L’ordinanza del sindaco Raggi: tre fasce diversificate per tipologia d’esercizio, dal lunedì al sabato, in modo da diluire la distribuzione dei flussi di persone

Firmata dal sindaco di Roma Virginia Raggi l’ordinanza che disciplina l’apertura degli esercizi commerciali e delle attività artigianali e produttive nella fase 2 dell’emergenza sanitaria, dal 18 maggio al 21 giugno.
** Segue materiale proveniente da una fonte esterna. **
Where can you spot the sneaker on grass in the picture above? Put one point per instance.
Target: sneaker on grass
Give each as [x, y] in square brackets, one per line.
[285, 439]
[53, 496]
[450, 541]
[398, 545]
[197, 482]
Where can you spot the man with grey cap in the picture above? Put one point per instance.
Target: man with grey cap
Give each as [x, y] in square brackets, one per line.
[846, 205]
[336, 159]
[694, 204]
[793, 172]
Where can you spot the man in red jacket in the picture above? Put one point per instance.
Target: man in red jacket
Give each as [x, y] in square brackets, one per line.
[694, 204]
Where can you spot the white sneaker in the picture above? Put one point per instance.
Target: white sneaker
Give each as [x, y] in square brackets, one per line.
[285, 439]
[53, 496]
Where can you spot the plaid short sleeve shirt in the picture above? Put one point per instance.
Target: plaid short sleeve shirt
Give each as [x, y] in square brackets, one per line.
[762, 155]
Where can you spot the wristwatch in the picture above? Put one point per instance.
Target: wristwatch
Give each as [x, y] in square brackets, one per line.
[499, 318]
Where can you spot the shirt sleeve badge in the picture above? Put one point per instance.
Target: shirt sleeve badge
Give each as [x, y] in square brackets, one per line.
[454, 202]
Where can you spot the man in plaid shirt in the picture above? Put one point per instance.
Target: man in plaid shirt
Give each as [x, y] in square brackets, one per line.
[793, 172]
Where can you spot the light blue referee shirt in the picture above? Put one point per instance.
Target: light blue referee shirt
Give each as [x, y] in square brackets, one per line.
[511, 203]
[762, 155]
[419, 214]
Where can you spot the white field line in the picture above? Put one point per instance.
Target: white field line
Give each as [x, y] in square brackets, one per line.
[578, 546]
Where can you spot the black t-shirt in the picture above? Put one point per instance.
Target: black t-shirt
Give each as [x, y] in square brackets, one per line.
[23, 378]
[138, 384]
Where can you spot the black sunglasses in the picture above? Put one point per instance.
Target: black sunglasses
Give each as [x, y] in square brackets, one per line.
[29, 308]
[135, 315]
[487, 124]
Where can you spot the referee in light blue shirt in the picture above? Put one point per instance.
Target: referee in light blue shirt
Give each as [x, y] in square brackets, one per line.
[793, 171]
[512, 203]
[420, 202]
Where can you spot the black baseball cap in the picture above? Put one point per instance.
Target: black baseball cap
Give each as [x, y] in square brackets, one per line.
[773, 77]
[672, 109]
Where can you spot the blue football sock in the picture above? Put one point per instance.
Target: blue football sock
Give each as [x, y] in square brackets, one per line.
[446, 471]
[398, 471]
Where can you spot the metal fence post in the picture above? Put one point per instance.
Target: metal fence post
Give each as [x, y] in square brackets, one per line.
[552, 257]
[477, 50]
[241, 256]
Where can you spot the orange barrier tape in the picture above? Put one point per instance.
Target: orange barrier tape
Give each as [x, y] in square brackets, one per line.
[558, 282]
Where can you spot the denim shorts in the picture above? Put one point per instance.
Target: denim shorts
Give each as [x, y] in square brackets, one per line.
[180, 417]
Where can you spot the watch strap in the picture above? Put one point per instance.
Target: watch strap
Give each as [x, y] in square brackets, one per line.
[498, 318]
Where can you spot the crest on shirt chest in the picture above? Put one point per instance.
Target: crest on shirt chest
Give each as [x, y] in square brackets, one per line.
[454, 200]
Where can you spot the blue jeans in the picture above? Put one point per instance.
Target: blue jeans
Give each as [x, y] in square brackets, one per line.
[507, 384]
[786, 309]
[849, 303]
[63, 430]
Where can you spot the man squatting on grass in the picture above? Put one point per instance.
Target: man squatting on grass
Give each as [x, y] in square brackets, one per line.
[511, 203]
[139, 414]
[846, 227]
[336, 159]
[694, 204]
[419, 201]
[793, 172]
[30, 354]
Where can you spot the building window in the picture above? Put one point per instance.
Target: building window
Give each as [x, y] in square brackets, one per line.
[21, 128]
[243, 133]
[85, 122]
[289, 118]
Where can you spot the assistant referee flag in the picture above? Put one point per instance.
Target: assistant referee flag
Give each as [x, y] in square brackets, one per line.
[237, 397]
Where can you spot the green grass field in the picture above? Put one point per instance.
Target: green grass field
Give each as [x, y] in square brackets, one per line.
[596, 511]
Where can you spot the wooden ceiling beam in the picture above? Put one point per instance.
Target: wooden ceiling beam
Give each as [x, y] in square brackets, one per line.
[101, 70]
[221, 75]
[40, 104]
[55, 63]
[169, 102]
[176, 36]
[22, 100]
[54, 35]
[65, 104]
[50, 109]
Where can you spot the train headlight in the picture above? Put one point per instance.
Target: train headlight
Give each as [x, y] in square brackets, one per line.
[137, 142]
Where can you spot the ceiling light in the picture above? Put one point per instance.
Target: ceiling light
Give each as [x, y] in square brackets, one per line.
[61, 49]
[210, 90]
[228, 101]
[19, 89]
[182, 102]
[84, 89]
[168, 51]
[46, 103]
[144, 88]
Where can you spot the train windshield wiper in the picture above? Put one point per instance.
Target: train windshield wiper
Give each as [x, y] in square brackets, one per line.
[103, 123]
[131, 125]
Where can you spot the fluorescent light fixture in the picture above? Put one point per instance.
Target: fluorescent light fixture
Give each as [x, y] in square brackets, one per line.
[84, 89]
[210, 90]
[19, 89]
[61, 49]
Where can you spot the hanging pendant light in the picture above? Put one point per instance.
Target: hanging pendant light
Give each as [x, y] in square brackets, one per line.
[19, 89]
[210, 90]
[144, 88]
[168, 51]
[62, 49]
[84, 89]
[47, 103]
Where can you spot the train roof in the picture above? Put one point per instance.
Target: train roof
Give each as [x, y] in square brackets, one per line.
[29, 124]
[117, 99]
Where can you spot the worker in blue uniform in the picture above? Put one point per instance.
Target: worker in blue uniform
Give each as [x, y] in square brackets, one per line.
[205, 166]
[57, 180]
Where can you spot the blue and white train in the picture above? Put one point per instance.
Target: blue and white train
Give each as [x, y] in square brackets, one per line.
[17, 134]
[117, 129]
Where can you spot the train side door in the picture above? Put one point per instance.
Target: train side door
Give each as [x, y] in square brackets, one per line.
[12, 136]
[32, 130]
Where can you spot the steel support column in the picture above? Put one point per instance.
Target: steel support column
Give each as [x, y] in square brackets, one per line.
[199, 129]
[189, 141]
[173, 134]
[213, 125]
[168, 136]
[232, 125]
L’obiettivo, spiega la prima cittadina della Capitale, è quello di «favorire la ripartenza del tessuto produttivo garantendo contemporaneamente la sicurezza collettiva». Per questo, prosegue, «abbiamo messo a punto tre fasce orarie diversificate per tipologia d’esercizio, dal lunedì al sabato, in modo da diluire la distribuzione dei flussi di persone sul territorio nel corso delle giornate. Bisogna  consentire il raggiungimento dei luoghi di lavoro e l’accesso alle attività evitando quanto più possibile gli assembramenti di persone». Anche in risposta all’ordinanza regionale del 30 aprile 2020, che impone un carico massimo di passeggeri sui mezzi pubblici non superiore al 50% della capacità di trasporto.

In concreto, i primi ad aprire, entro le 8 del mattino, saranno gli esercizi di vicinato del settore alimentare, i laboratori alimentari, le medie e grandi strutture di vendita del settore alimentare, i panificatori. Previste, per questa che è stata denominata Fascia 1, anche due sotto-fasce opzionali: F1A (apertura entro le 8,  chiusura entro le 15), F1B (apertura entro le 8, chiusura tra le 19 e le 21.30.

La Fascia 2 comprende invece i laboratori non alimentari e il noleggio di veicoli senza conducente. Le aperture sono tra le 9.30 e le 10; le chiusure tra le 18 e le 19. La Fascia 3 infine è quella degli esercizi di vicinato e delle medie e grandi strutture di vendita del settore non alimentare – ad esclusione dei Centri Commerciali -, di acconciatori ed estetisti, i Phone Center – Internet Point. Per queste categorie l’orario di apertura è fissato tra le 11 e le 11.30; la chiusura dopo le 19 e comunque entro le 21.30.

Quanto alle aperture domenicali, per tutti gli esercizi l’orario consentito va dalle 8.30 alle 15. Agli esercenti che svolgono attività mista poi – settore alimentare e non – è data facoltà di scelta della fascia oraria di apertura. Per tutti vale comunque l’obbligo di esposizione degli orari di apertura e chiusura in riferimento alla propria tipologia di attività e della fascia oraria di appartenenza.

A spiegare i criteri di questa articolazione è l’assessore allo Sviluppo economico, turismo e lavoro di Roma Capitale Carlo Cafarotti. «Abbiamo individuato le fasce e raggruppato le attività in funzione del numero di addetti ai lavori, determinante per assicurare il distanziamento sociale sui mezzi di trasporto – osserva -. Grazie anche ai contributi delle associazioni di categoria e dei sindacati, monitoriamo questo primo mese, poi analizzeremo, in un tavolo dedicato con le parti, l’evoluzione della situazione per delineare i successivi provvedimenti». E riguardo alla domenica, aggiunge: «L’accoglimento della proposta sindacale sulla chiusura pomeridiana domenicale è anche funzionale alla sanificazione dei locali, pur mantenendo la necessaria redditività d’impresa».